De grote geestelijke nood van de mensen vraagt dat hun de zuivere waarheid
wordt overgebracht, want zolang de mensen niet goed beseffen wie Ik ben
en geen ware kennis bezitten over hun God en Schepper en over Zijn wezen,
zolang zullen zij ook niet proberen Mij te benaderen. En zolang ben Ik
voor hen nog niet begerenswaard, omdat zij niet weten dat mijn wezen liefde
is en Ik steeds liefde wil geven en liefde ontvangen.
Maar om Mij te kunnen liefhebben moet mijn wezen als hoogst volmaakt erkend
worden, en moet ook mijn liefde kunnen worden ervaren. Maar dat is alleen
mogelijk als mijn schepselen zich voor Mij openstellen en zich vrijwillig
aan Mij overgeven. Want dan kan mijn liefde hen weer bestralen en gelukkig
maken. Daarom moet u ook weten dat u schepselen bent die mijn overgrote
liefde liet ontstaan, en u moet weten dat u voortgebracht bent door mijn
liefdewil en liefdekracht; dat dus ook uw eigenlijke wezen - liefde is.
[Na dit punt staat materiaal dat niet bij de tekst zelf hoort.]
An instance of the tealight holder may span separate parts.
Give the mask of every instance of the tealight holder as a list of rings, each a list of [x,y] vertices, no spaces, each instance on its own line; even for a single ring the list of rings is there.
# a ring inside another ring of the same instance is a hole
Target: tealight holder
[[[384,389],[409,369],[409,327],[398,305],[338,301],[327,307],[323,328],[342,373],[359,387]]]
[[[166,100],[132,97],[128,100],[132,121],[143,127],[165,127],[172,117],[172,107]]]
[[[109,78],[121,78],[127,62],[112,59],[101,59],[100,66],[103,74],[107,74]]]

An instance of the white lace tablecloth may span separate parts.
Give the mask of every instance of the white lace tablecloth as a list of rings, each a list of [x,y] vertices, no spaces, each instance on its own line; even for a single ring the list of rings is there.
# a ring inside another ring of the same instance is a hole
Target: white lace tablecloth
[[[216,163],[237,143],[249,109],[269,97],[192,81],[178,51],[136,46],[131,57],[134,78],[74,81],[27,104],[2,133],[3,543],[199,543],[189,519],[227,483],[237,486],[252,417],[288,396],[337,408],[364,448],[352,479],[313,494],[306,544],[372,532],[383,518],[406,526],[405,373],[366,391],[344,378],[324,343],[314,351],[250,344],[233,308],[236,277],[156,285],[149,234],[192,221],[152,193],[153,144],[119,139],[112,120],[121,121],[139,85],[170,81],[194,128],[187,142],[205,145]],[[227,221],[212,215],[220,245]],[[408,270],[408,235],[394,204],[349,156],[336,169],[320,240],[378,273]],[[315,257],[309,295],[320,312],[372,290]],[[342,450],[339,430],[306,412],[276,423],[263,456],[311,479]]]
Zulk een kennis kan alleen Ik zelf u laten toekomen, omdat mijn weten
alles overtreft. En daarom moet u zich door Mij laten onderwijzen en dan
ook die kennis doorgeven aan hen die niet met Mij in verbinding staan.
Want alle mensen moeten weten wat zij in diepste wezen zijn en allen moeten
weer streven naar wat zij in hun oerbegin waren, omdat zij pas dan onmetelijk
zalig zullen zijn. Eerst wanneer Ik erkend wordt als het hoogst volmaakte
Wezen in de oneindigheid, zal in de harten der mensen ook de liefde tot
Mij ontbranden. Want pas dan beseffen zij dat Ik zelf de liefde ben en
dan zal liefde tot liefde aandrijven.
Zolang de mensen geen juiste opheldering wordt gegeven over mijn wezen
en zolang Ik word voorgesteld als een wrede en toornige God, zolang komen
zij Mij ook niet vertrouwelijk als kinderen tegemoet, en kunnen dan ook
niets van mijn liefde bemerken. En nog minder zullen zijzelf Mij hun liefde
toedragen, maar veel eerder vrezen en nooit de verhouding van kind tot
Vader herstellen. Maar dat verlang Ik juist van u om u ook bovenmate met mijn liefde gelukkig te kunnen maken.
Door invloed van mijn tegenstander wordt mijn beeld echter verwrongen.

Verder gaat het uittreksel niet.